USA TODAY - July 22, 2004
PHILADELPHIA -- An experimental Alzheimer’s vaccine appeared to hold the line on memory loss in some patients who had gotten a few injections before the trial was halted for safety reasons two years ago, a study released Wednesday says.
Those findings, together with preliminary results on another drug presented here at the ninth International Conference on Alzheimer’s Disease and Related Disorders, raise the hope that compounds designed to attack the abnormal brain deposits of Alzheimer’s might stop the relentlessly progressive brain disease.
About 4.5 million Americans have Alzheimer’s disease, a caseload that costs the nation about $100 billion a year.
’’If we could delay the disease by just five years, we’d cut the cost in half,’’ says Sam Gandy, a neurologist at the Thomas Jefferson University in Philadelphia.
Sid Gilman, a neurologist at the University of Michigan, reported Wednesday on an approach that might delay the disease -- if safety problems can be fixed. Gilman and his colleagues gave 300 patients one to three doses of the vaccine before Irish drug company Elan stopped the trial in 2002 after 18 people developed a potentially life-threatening brain inflammation.
Out of 300 people who had received the drug, 59 responded by making antibodies to beta amyloid, the protein that clumps together to form the damaging deposits. In theory, the vaccine leads the body to make antibodies that instruct cells in the brain to destroy the deposits.
The team tracked those people for a year and found that the drug seemed to slow their memory loss compared with the control group. In addition, autopsies of four people who died for other reasons during the study showed that the vaccine appeared to remove brain deposits.

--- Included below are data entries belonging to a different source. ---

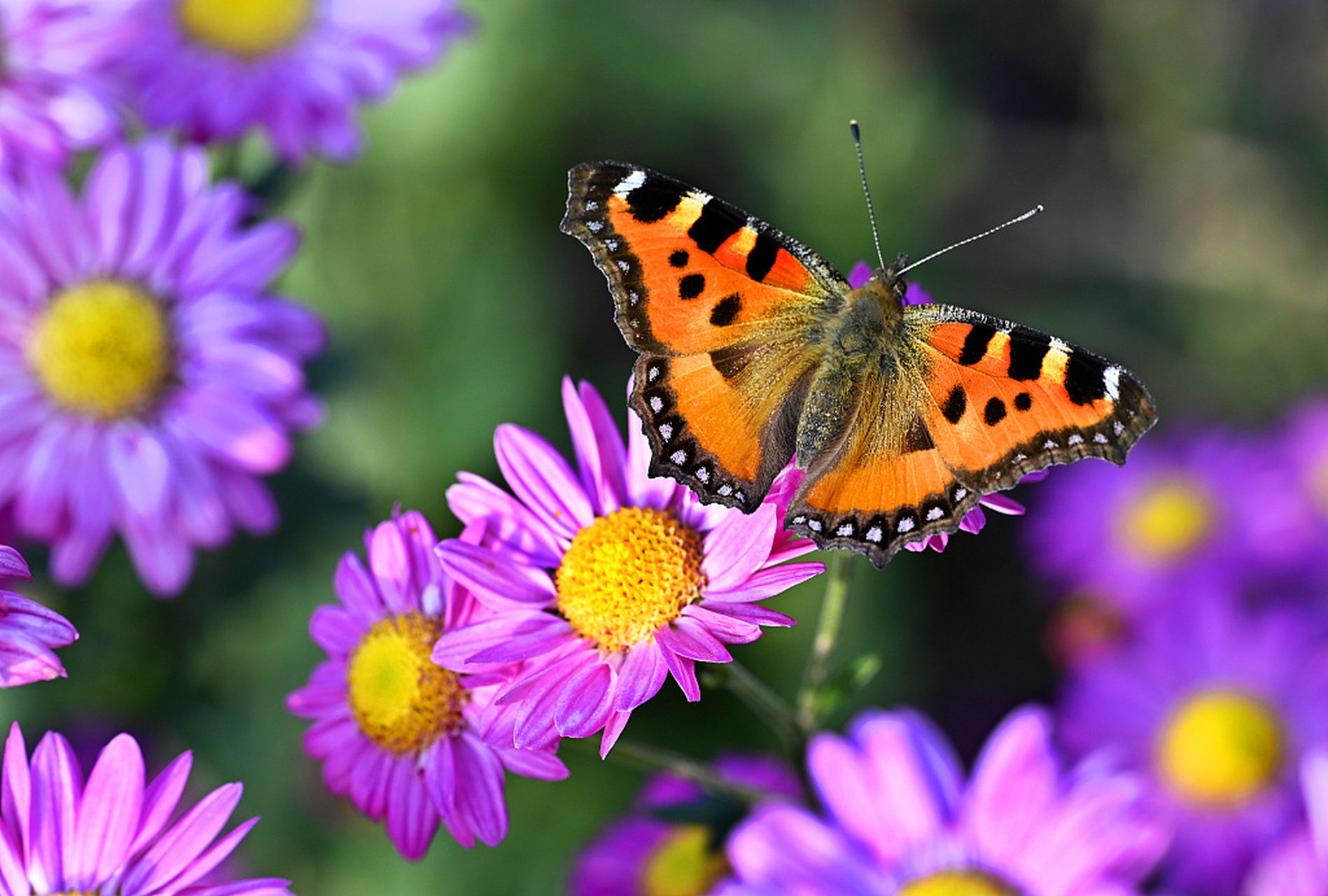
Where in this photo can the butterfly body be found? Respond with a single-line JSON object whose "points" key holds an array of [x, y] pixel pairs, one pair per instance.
{"points": [[756, 349]]}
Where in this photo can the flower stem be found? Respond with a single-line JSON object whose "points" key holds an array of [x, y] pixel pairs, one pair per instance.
{"points": [[823, 645], [652, 758], [764, 703]]}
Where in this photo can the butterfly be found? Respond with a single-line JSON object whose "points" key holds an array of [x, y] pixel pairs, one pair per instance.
{"points": [[755, 349]]}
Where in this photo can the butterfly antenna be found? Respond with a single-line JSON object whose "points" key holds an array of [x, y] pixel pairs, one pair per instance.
{"points": [[986, 232], [862, 170]]}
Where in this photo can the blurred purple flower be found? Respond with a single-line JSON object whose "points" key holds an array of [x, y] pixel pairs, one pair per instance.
{"points": [[55, 93], [1180, 518], [28, 631], [1215, 705], [149, 374], [654, 851], [407, 740], [901, 819], [607, 580], [296, 68], [1298, 864], [109, 834]]}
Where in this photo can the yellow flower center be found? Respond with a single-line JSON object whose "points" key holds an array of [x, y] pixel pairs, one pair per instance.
{"points": [[103, 349], [1166, 521], [683, 863], [956, 883], [401, 700], [1221, 748], [247, 28], [627, 575]]}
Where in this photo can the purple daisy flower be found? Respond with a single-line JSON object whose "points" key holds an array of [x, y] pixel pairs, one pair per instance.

A second report suggests that people who responded to the vaccine had more brain shrinkage. But Gilman says the shrinkage occurs as a byproduct of the brain clearing out the deposits.

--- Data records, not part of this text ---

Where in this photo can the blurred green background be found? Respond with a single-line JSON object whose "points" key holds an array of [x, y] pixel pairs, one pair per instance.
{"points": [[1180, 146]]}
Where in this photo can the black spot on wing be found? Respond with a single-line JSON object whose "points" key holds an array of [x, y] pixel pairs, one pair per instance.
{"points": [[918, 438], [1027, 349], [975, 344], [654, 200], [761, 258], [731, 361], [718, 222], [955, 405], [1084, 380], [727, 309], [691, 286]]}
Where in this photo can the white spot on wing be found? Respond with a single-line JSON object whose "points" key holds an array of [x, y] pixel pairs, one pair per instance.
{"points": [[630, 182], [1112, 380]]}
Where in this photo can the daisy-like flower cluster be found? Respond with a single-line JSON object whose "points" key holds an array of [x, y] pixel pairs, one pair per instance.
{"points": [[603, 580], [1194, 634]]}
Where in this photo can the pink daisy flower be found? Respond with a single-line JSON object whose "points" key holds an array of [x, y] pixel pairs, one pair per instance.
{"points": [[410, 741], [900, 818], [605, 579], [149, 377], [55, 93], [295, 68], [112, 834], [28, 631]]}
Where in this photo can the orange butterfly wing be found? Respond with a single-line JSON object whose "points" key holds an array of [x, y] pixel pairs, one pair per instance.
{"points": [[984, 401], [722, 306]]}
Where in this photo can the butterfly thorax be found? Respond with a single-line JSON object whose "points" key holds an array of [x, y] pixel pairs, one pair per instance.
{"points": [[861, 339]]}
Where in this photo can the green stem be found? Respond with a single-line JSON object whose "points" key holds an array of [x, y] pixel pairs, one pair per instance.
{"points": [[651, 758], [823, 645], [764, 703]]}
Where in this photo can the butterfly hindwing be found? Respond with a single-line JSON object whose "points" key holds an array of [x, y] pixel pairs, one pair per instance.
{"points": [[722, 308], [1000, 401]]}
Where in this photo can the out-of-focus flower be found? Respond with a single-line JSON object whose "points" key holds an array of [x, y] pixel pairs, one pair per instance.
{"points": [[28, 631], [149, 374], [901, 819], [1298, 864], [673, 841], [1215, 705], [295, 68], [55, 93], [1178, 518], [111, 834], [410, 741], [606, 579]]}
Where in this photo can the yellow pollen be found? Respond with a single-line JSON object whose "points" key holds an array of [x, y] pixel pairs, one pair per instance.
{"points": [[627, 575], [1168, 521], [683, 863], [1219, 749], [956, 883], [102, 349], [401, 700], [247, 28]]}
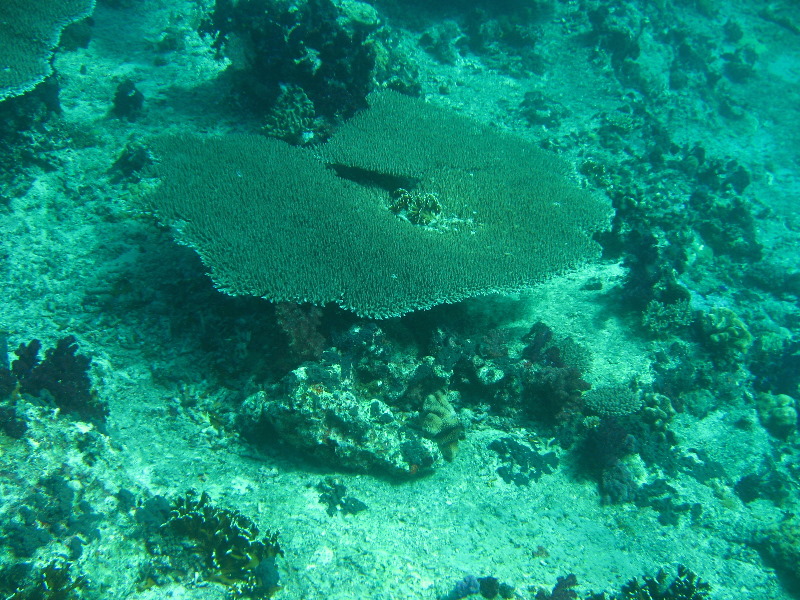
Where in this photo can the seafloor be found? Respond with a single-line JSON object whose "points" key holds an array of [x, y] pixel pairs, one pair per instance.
{"points": [[683, 114]]}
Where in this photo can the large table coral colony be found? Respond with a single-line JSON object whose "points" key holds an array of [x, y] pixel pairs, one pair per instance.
{"points": [[485, 212], [351, 192]]}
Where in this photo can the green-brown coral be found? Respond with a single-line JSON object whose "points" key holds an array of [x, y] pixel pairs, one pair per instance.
{"points": [[228, 542], [29, 30], [279, 222]]}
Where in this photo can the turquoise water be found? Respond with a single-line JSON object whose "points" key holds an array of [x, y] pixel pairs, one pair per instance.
{"points": [[552, 248]]}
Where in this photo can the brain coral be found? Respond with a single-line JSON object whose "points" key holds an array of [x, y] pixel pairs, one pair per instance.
{"points": [[286, 224], [29, 30]]}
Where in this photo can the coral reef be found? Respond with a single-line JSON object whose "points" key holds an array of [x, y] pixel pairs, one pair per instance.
{"points": [[28, 35], [228, 546], [440, 422], [561, 591], [52, 581], [778, 413], [503, 233], [333, 493], [521, 463], [61, 377], [315, 46], [726, 335], [322, 414]]}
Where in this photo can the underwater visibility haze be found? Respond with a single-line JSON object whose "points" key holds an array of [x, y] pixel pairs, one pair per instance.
{"points": [[399, 300]]}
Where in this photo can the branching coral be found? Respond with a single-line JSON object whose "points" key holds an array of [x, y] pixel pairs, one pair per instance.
{"points": [[229, 545]]}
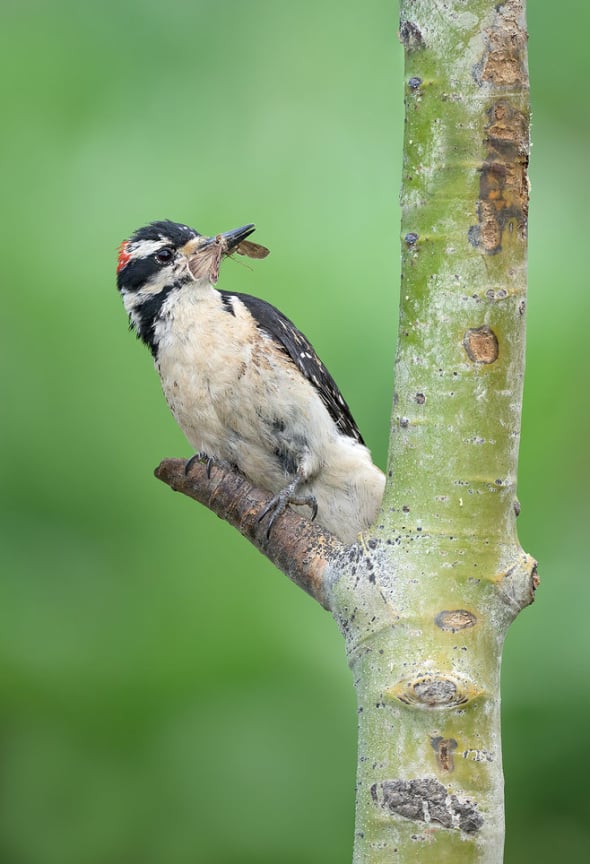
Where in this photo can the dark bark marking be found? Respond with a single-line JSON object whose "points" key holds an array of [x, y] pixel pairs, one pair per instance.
{"points": [[444, 748], [455, 619], [427, 800], [481, 345]]}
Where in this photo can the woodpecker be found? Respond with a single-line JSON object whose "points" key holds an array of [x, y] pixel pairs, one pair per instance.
{"points": [[243, 383]]}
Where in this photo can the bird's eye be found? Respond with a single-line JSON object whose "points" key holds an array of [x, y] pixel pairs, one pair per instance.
{"points": [[165, 255]]}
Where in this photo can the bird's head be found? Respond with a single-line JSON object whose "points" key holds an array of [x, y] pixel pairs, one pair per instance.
{"points": [[167, 253], [167, 256]]}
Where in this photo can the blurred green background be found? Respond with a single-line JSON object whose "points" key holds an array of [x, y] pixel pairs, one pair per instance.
{"points": [[166, 696]]}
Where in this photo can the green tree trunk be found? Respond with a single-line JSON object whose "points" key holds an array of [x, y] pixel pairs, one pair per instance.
{"points": [[443, 574], [424, 600]]}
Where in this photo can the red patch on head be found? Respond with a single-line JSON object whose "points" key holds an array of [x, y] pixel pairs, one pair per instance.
{"points": [[124, 255]]}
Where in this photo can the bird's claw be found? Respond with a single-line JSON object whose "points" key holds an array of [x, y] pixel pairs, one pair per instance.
{"points": [[277, 506], [199, 457]]}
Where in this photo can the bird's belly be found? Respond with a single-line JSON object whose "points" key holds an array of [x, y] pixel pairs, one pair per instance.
{"points": [[240, 407]]}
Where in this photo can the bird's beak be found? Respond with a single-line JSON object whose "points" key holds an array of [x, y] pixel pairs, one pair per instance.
{"points": [[228, 240], [206, 253]]}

Elan is now working with Wyeth on another approach in which researchers will give patients injections of the antibody itself. But that trial just started, and it could be years before the results come in.
Also at the meeting, sponsored by the Alzheimer’s Association, Paul Aisen at the Georgetown University Medical Center in Washington, D.C., reported on a study of 58 patients taking an experimental drug called Alzhemed. Alzhemed stops beta amyloid from clumping, possibly preventing the deposits from forming.

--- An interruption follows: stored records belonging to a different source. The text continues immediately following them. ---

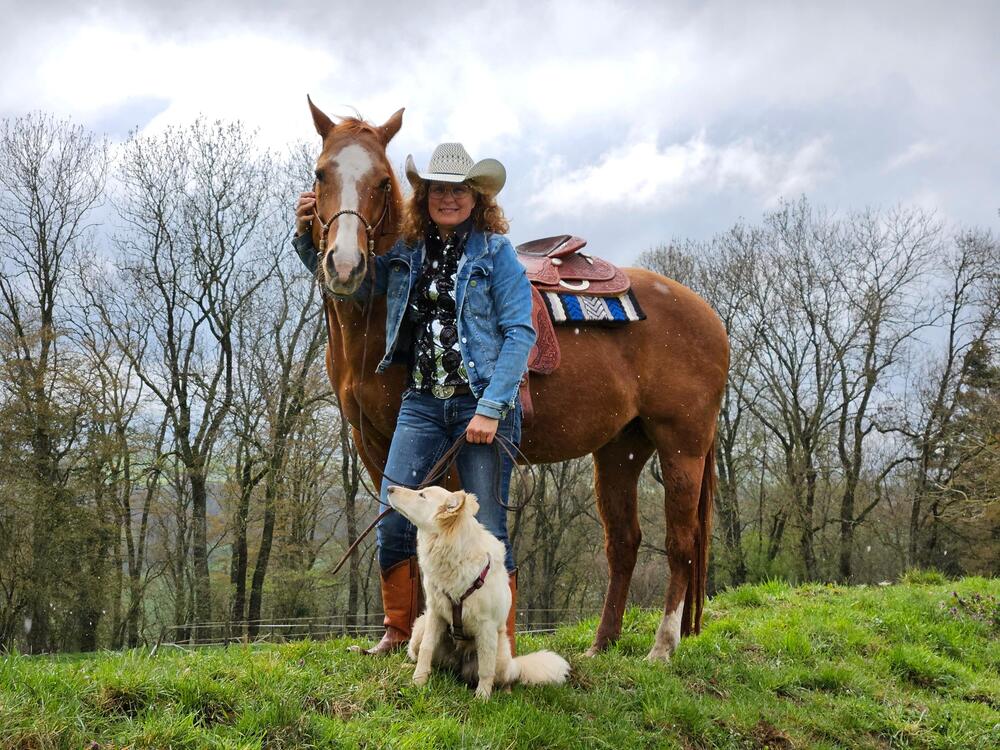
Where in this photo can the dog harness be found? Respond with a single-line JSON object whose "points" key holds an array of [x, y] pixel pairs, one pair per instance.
{"points": [[455, 629]]}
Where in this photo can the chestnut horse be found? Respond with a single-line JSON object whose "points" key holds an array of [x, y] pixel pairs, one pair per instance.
{"points": [[620, 394]]}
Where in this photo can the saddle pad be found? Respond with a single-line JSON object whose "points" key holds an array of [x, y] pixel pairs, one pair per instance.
{"points": [[586, 309]]}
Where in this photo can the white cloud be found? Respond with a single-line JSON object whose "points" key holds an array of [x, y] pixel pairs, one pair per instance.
{"points": [[642, 175], [915, 152]]}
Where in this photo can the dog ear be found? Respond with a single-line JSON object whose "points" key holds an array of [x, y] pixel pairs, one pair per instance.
{"points": [[452, 509], [455, 502]]}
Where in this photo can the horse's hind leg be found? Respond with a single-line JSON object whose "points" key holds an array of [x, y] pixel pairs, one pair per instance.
{"points": [[617, 466], [682, 483]]}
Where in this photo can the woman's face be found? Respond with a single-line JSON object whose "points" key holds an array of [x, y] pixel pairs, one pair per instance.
{"points": [[449, 204]]}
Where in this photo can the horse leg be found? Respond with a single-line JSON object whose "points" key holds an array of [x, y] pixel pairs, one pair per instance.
{"points": [[683, 476], [617, 467]]}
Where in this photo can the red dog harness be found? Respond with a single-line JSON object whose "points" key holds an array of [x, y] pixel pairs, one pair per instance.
{"points": [[455, 629]]}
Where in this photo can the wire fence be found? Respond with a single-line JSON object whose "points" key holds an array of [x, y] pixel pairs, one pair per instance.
{"points": [[222, 633]]}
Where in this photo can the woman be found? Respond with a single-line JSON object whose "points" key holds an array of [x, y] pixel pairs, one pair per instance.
{"points": [[459, 317]]}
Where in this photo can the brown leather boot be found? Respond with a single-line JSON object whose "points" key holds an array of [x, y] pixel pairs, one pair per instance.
{"points": [[401, 599], [512, 613]]}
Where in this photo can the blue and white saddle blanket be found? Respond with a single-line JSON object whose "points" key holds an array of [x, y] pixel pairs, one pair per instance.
{"points": [[587, 309]]}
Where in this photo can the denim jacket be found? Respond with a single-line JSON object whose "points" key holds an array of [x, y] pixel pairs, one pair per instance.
{"points": [[493, 304]]}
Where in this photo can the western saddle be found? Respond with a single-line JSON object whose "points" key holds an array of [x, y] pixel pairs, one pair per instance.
{"points": [[555, 264]]}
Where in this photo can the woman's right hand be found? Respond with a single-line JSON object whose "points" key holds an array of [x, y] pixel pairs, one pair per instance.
{"points": [[305, 209]]}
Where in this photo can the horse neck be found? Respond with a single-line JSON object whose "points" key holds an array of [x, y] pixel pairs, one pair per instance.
{"points": [[348, 321]]}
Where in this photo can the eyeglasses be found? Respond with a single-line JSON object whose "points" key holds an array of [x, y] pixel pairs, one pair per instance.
{"points": [[439, 190]]}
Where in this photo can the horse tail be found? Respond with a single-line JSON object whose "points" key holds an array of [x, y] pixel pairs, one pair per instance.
{"points": [[694, 598]]}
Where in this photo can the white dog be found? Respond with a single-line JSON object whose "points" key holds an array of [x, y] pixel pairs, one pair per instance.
{"points": [[467, 595]]}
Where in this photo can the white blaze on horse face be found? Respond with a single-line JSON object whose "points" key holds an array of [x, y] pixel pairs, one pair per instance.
{"points": [[353, 163], [668, 635]]}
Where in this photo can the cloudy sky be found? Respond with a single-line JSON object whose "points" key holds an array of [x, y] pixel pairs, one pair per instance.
{"points": [[629, 123]]}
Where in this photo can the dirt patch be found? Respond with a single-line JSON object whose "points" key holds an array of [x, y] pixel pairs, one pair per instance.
{"points": [[766, 735]]}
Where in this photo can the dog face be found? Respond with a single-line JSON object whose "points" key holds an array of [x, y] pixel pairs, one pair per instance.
{"points": [[433, 509]]}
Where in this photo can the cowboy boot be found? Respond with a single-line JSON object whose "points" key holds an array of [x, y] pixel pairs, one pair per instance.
{"points": [[401, 599], [512, 613]]}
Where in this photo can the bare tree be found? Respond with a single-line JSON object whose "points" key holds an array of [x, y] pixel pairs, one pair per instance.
{"points": [[193, 203], [970, 314], [52, 176], [880, 269]]}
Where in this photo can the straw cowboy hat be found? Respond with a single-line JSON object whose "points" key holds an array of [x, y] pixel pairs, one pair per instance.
{"points": [[450, 162]]}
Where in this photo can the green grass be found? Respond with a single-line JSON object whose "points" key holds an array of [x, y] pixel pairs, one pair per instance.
{"points": [[911, 665]]}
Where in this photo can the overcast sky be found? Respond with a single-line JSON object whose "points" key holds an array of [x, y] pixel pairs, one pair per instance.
{"points": [[627, 123]]}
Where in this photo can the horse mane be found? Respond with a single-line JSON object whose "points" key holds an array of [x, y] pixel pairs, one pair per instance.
{"points": [[357, 126]]}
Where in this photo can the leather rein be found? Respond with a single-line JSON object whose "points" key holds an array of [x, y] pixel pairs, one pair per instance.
{"points": [[369, 228]]}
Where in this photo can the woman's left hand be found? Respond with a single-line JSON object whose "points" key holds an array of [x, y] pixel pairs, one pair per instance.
{"points": [[481, 429]]}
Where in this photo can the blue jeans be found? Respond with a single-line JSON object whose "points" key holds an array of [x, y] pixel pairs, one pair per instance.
{"points": [[426, 428]]}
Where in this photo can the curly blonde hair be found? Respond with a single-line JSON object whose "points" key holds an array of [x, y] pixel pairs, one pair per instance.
{"points": [[487, 216]]}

After three months, Aisen and his colleagues found the drug appeared safe, with just a few reports of nausea and vomiting. An analysis of 10 people with mild Alzheimer’s suggested that the drug had slowed their decline.
’’That’s pretty encouraging,’’ Aisen says. ’’But it’s not proof.’’ To get that proof, the company is launching a large, nationwide study of Alzhemed.
Drugs like these won’t reach patients for at least five years -- assuming there are no more pitfalls in the testing process.
’’We’ll know a lot more about both of these drugs a year from now,’’ Gandy says.